Physics Colloquium: Characterization of Glasses Made Using Aerolevitation

This presentation will cover the formation and characterization of glasses using aerolevitation. In this method, spherical beads are levitated and melted in a containerless process, avoiding many of the pitfalls of traditional (crucible-based) glassmaking. Aerolevitation can attain high temperatures of up to 3000 degrees C, eliminate contamination, and inhibit heterogeneous crystallization. The talk will be a tutorial on all aspects of this technique, covering the basic physics, non-equilibrium conditions, stress-induced crystallization, and in situ characterization. On this last topic, we will cover ways to make thermophysical measurements of density, viscosity, and surface tension at high temperatures, as well as some of the nuances of such experiments. Finally, we will stray from glass science to discuss novel crystals that can also be made thru the use of this technique.
Time permitting, we will also cover some of the other, ongoing work taking place at the Center for the Study of Glass at Coe College.

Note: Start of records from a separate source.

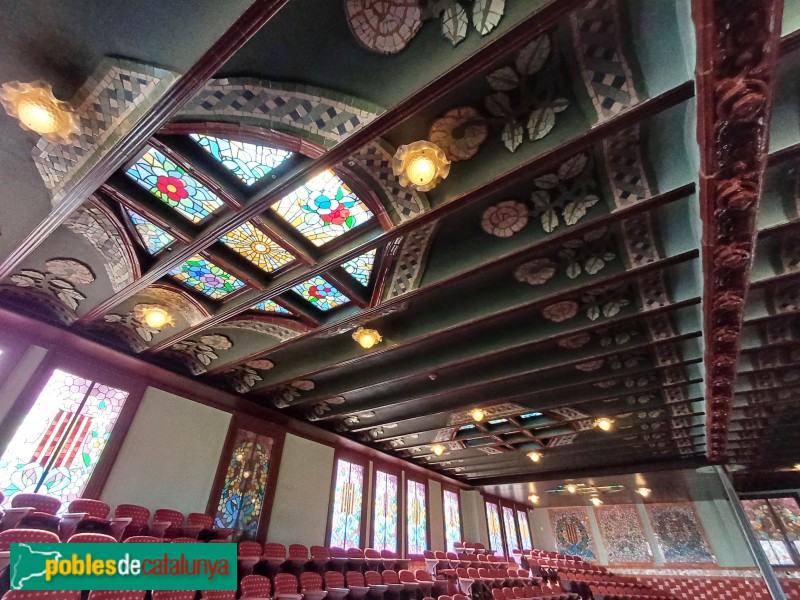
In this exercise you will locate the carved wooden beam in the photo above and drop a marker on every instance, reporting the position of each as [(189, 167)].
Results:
[(737, 48)]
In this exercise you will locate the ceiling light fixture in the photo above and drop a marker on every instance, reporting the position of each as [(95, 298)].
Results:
[(367, 338), (421, 165), (535, 455), (37, 109), (604, 423), (153, 315)]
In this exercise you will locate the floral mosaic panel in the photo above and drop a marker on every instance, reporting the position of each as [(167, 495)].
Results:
[(679, 533), (572, 532), (622, 534)]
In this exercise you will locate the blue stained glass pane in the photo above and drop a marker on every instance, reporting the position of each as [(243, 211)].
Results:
[(153, 237), (249, 162), (321, 294), (172, 185), (361, 267)]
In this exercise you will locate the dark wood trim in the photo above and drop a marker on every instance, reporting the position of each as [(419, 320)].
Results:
[(243, 29)]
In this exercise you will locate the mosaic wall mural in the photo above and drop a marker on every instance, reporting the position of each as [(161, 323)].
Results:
[(622, 534), (679, 533), (572, 532)]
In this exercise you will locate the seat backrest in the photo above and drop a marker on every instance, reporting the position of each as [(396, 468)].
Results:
[(93, 508), (255, 586), (250, 548), (139, 515), (355, 579), (10, 536), (38, 502), (390, 577), (334, 579), (200, 520), (285, 583), (92, 538), (168, 515), (310, 581), (273, 550)]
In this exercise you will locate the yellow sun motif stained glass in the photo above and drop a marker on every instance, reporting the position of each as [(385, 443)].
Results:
[(252, 243), (323, 209)]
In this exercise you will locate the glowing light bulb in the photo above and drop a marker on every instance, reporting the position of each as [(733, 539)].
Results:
[(535, 455)]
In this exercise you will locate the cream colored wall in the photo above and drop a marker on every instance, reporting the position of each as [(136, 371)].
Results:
[(170, 455), (19, 377), (302, 498)]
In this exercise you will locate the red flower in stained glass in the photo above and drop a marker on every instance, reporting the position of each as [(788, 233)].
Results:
[(337, 216), (172, 187)]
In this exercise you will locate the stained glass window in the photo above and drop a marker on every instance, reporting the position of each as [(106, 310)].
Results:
[(242, 497), (361, 267), (270, 306), (252, 243), (524, 530), (174, 186), (206, 277), (495, 533), (249, 162), (153, 237), (417, 518), (346, 517), (323, 209), (511, 529), (384, 521), (321, 293), (452, 519), (59, 443)]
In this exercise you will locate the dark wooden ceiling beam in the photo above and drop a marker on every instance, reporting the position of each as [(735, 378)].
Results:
[(733, 130), (246, 26)]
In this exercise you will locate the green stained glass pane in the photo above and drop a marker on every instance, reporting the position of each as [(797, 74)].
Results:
[(323, 209), (152, 236), (361, 267), (252, 243), (270, 306), (174, 186), (321, 293), (206, 277), (249, 162)]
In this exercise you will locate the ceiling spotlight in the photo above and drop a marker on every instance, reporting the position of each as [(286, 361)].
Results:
[(535, 455), (39, 110), (604, 423), (367, 338), (421, 165), (153, 315)]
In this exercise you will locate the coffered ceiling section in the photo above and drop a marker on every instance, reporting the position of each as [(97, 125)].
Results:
[(554, 278)]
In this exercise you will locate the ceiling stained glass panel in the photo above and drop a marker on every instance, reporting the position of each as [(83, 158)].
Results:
[(323, 209), (174, 186), (271, 306), (321, 293), (152, 236), (249, 162), (206, 277), (252, 243), (361, 267)]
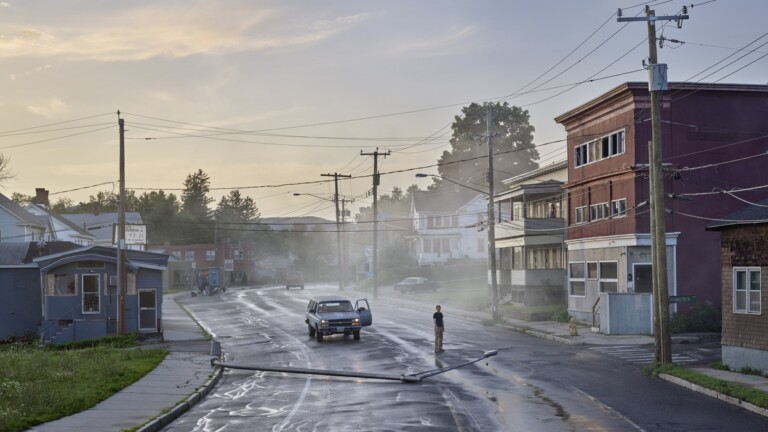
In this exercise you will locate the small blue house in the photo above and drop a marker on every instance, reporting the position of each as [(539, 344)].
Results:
[(80, 298), (66, 292)]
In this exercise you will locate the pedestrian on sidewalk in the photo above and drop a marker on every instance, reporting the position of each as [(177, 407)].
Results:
[(437, 317)]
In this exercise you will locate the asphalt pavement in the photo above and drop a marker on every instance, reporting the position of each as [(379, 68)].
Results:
[(185, 376)]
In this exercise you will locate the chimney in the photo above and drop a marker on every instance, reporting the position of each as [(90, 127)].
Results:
[(41, 197)]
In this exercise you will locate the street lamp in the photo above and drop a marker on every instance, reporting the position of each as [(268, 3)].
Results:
[(335, 200), (491, 242)]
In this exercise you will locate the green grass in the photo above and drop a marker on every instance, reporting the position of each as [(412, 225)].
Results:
[(738, 391), (37, 386)]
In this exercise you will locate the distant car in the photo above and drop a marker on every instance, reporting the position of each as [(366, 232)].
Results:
[(416, 284), (294, 279)]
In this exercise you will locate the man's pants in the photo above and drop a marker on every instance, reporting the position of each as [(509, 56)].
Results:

Work supported by the United States National Science Foundation under grant numbers DMR-0904615, DMR-1262315, DMR-1746230, and MRI-0922924.

Prof. Mario Affatigato obtained his undergraduate degree from Coe College in 1989, followed by his Ph.D. from Vanderbilt University in 1995. He has developed a research effort primarily investigating the relationship between the optical properties and structure of glassy materials. He has worked with over 90 undergraduates in projects that include laser-induced modification and exotic manufacturing methods like aerolevitation. His research primarily deals with oxide glasses, especially vanadates, borates, and samples with heavy metals. Prof. Affatigato is a past recipient of the APS Prize for Research at an Undergraduate Institution, a PECASE award from the National Science Foundation (NSF), as well as other research grants from industry, NSF and the Research Corporation in support of his work. He is a fellow of the American Ceramic Society and the UK Society of Glass Technology, and a Research Corporation Cottrell Scholar. Currently he holds the Fran Allison and Francis Halpin Professorship at Coe College, and is the Editor in Chief of the International Journal of Applied Glass Science.